A Little SparklePublished 23 Nov, 2015
‘Too much of anything is bad, but too much of Champagne is just right’ -Mark Twain
The twinkling bubbles of sparkling wine have caused a sensation throughout history, feared by the Romans, coveted by Kings and sipped in celebration by modern wine lovers.
While sparkling wine is an entirely romantic experience, the secret to its signature sparkle is all down to science. Sparkling wine is a wine with significant levels of carbon dioxide, which diffuses from the wine upon contact with your glass, causing it to fizz. Sparkling wines are usually a white or rosé wine, but there are also several varieties of sparkling red wines, such as Australian sparkling shiraz. Of course, one of the most famous sparling wines is Champagne, which is exclusively produced in the Champagne region of France.
The Benedictine monk Dom Pierre Perignon is often credited with the invention of champagne, allegedly shouting ‘Come quickly! I am tasting stars!’ upon first tasting his creation. However, Perignon, like most wine makers in those days, actually spent most of his life trying to prevent wine from developing bubbles as this caused the bottles to burst in the cellar. This was actually such as problem that when deliberate sparkling wine production became popular in the 18th century, cellar workers would wear heavy iron masks to prevent injury from bursting bottles.
The key to creating a sparkling wine is a second fermentation during production. Grapes destined to become sparkling are harvested early when they are still high in acidity and great care is taken to avoid splitting the skins, which would lead to the presence of tannins. The primary fermentation occurs like most wine, although some producers may add a specially cultivated yeast, and following this fermentation the wine is generally blended with other grape varieties to form a cuvee.
From here bubbles can be added through carbon injection, or a second fermentation during which carbon dioxide is created and dissolved into the wine. There are several methods used to carry out the second fermentation. In the traditional or ‘champagne’ method, the cuvee is bottled with a mixture of sugar and yeast to activate the fermentation process, while the Charmat method takes place in pressurized stainless steel fermentation tanks.
Sparkling wine is the traditional drink of choice for celebration, but there’s no need to save it for special occasions. Champagne is always a welcome addition to a seafood dinner, a sparkling rose is the perfect companion for warm summer evenings, and prosecco is wonderful in ever trending wine cocktails.

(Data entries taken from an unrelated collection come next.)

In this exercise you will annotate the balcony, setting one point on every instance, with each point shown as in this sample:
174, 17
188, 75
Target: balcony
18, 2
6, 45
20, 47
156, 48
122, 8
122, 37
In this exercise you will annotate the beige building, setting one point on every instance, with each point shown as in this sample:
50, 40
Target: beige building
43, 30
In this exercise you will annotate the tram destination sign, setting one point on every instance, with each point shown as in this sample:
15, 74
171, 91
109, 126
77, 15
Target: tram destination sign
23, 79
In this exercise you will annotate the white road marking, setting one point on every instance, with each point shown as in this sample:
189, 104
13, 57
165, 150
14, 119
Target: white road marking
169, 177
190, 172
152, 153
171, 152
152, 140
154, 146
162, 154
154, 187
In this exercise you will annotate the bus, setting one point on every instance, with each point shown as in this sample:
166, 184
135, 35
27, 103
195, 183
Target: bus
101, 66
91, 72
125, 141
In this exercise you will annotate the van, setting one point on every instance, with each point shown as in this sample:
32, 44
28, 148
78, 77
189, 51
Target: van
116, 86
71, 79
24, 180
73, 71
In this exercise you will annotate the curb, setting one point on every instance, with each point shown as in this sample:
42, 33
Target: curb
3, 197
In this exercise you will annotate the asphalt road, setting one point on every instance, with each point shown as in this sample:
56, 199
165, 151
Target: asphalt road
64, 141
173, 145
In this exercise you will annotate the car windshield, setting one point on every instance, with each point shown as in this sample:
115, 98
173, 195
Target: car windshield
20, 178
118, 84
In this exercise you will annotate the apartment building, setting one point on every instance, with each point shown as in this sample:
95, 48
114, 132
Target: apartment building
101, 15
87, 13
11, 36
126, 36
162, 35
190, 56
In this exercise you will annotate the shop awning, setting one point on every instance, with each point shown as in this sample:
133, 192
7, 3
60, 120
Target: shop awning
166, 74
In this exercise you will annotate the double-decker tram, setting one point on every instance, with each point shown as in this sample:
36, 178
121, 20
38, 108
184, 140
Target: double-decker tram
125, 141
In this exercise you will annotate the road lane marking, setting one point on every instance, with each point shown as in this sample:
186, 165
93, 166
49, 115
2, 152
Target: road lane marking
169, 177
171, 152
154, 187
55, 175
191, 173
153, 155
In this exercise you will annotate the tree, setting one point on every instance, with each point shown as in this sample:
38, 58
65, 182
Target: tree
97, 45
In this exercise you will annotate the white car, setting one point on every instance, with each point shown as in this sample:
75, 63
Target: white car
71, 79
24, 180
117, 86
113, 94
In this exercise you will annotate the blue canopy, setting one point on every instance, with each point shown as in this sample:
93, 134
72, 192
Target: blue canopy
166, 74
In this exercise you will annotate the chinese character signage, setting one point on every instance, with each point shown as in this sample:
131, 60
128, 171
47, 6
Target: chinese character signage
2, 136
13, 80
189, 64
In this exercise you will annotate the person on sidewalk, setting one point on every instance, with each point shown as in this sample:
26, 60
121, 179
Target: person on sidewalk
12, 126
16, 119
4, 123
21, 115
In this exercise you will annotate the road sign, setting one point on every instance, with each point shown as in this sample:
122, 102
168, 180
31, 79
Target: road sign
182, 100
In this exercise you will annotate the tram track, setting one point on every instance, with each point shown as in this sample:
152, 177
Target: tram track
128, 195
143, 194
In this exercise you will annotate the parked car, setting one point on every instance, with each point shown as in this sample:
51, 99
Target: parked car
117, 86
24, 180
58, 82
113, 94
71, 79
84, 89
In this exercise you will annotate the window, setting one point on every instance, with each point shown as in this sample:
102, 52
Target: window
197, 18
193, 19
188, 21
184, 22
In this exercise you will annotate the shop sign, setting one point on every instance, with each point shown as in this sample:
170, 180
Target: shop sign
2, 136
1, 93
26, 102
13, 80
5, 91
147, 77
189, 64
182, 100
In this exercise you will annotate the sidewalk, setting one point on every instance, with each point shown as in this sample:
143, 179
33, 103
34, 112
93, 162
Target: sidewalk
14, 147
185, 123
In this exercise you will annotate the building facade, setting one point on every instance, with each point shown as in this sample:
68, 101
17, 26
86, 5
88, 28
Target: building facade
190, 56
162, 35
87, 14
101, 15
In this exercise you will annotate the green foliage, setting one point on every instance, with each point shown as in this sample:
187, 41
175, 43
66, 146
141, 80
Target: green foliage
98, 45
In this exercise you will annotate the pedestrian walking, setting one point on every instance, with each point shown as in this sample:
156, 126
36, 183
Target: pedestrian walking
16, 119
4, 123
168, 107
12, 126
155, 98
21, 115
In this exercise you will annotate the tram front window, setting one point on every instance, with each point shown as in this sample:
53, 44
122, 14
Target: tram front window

Sparkling cocktails to try this summer
- 1/3 cup blackberries, plus 8 more for garnish
- 1/3 cup water
- 1/3 cup sugar
- 1 bottle of prosecco or champagne
- 4 sprigs of thyme
- In a small saucepan, bring the blackberries, water and sugar to a boil. Turn to low and let simmer for 10 minutes. Strain blackberries and let syrup cool.
- Add 2 tbsp. of syrup to the bottom of each glass. Top with champagne and add in a sprig of thyme and 2 blackberries!
Recipe found on Jacquelyn Clark
Nectarine Bellini Popsicles in Champagne
- 1/4 cup champagne or sparkling wine
- 6 nectarines or peaches
- 1 tablespoon sugar (optional)
- Champagne or Prosseco to serve
- To make the puree, peel and pit peaches or nectarines. Place in a blender and sprinkle with sugar. Allow to macerate for about 15-20 minutes and then blend until smooth.
- To make iceypoles, measure 3/4 cup of puree and mix with 1/4 cup or sparkling wine. Pour into molds and insert popsicle sticks. Freeze for several hours or overnight.
- Serve the icepoles in a wide glass of champagne.